Watykanistka "Paris Match" Caroline Pigozzi: nie doceniacie kardynała Dziwisza
- Bardzo mocna - tak pozycje kard. Stanisława Dziwisza w Watykanie ocenia watykanistka "Paris Match" Caroline Pigozzi. - Mam wrażenie, że wiele osób nie docenia jego pozycji i wpływów. (...) To naprawdę mistrz rozgrywek politycznych w Watykanie - zaznacza w rozmowie z "Super Expressem".
29.05.2013 | aktual.: 29.05.2013 08:29
"SE" zaczyna swoją rozmowę o kulisach władzy w Stolicy Apostolskiej od listu papieża Franciszka do przyjaciela, w którym ten pisze, że nie będzie mieszkał w pałacu. Papież podkreśla, że nie będzie się zmieniał w 76. roku życia, bo by go to ośmieszało.
"Nie chciałem się przenieść do Pałacu Apostolskiego. Chodzę tam tylko, żeby pracować i na audiencje. Pozostałem w Domu Świętej Marty, będącym konwiktem, w którym mieszkaliśmy podczas konklawe" - pisze w swoim liście papież.

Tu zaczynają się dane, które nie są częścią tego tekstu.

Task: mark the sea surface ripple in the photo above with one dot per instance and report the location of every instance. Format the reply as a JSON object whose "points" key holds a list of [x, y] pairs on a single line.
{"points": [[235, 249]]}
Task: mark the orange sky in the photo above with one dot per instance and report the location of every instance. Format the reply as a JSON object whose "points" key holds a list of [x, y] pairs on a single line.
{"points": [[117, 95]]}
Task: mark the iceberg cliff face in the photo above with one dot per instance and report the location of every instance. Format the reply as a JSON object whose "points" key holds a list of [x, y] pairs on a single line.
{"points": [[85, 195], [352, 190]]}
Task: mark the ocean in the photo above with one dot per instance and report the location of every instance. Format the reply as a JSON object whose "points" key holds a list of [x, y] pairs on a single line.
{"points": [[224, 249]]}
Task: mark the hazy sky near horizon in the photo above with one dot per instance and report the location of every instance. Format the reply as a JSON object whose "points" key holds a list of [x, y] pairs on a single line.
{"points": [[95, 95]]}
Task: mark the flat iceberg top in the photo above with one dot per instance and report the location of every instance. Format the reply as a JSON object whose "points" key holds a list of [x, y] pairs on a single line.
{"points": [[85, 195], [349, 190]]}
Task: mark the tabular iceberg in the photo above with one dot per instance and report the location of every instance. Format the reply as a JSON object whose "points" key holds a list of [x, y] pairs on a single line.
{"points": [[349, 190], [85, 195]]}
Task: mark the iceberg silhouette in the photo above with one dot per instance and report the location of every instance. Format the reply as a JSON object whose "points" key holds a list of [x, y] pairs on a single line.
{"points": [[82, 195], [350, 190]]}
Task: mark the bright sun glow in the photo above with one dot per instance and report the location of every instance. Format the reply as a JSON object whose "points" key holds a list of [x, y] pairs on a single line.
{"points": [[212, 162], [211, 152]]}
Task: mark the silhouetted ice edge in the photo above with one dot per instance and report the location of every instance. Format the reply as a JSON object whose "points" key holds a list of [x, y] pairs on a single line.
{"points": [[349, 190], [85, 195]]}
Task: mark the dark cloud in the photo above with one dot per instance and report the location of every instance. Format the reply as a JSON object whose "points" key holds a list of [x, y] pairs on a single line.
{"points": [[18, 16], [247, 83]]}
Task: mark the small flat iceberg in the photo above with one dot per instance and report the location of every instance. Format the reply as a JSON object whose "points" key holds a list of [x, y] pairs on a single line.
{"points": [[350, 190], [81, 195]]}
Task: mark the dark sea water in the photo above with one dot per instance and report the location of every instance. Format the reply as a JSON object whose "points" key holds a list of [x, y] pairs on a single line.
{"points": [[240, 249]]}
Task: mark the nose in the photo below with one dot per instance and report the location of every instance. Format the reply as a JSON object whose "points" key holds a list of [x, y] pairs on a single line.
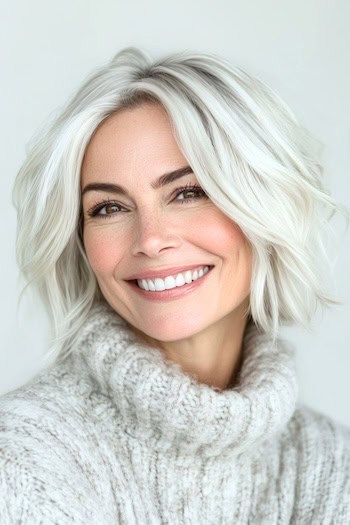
{"points": [[153, 234]]}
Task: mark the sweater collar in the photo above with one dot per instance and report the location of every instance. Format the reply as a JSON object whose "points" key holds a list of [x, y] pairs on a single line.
{"points": [[170, 410]]}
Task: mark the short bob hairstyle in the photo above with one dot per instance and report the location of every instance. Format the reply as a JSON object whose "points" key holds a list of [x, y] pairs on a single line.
{"points": [[249, 153]]}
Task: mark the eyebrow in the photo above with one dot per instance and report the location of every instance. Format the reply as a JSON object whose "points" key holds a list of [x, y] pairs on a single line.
{"points": [[165, 179]]}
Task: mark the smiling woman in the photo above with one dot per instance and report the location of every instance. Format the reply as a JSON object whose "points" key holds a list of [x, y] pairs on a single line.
{"points": [[172, 218]]}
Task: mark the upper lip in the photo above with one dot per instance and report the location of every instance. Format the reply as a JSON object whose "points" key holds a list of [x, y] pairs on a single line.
{"points": [[164, 272]]}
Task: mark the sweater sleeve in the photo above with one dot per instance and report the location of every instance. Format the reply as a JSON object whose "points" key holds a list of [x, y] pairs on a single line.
{"points": [[45, 474], [323, 487]]}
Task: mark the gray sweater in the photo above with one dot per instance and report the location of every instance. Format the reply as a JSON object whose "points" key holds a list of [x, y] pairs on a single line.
{"points": [[117, 434]]}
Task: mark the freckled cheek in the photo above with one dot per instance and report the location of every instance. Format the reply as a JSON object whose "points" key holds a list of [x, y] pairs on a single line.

Do sprawy odniosła się w rozmowie z gazetą watykanistka "Paris Match". Caroline Pigozzi mówi, że taki list jest bardzo w stylu papieża Franciszka i zwraca uwagę na "widoczną gołym okiem" różnicę między obecnym papieżem a Benedyktem XVI.
- Ratzinger, zanim został papieżem, był przez lata obecny w Watykanie jako szef jednej z najważniejszych kongregacji, bliski współpracownik papieża. Był kandydatem "watykańskim". Bergoglio został papieżem jako kandydat z zewnątrz - zaznacza.
Pigozzi ujawnia również m.in. kulisy papieskiej "kampanii wyborczej". - Kardynałowie nie mówią niczego wprost. Wszystko jest niedopowiedziane. Subtelne. Trudno się zorientować, co jest prawdą, a co grą - mówi.
Dopytywana m.in. o to, czy abdykacja Benedykta XVI wiele zmieniła w Watykanie, odpowiada, że tego jeszcze nie wiadomo. Zaznacza, że wśród kardynałów niezadowolenie z tego powodu było dość powszechne. - Jednym z wielu kardynałów, który otwarcie to powiedział, był kardynał Stanisław Dziwisz. On, z jego pozycją, mógł jednak sobie na to pozwolić - zaznacza.
Jednocześnie przyznaje, że odnosi wrażenie, że wiele osób nie docenia mocnej pozycji i wpływów Dziwisza w Watykanie. - Choć przecież czas spędzony przy Janie Pawle II powinien to uzasadniać - puentuje.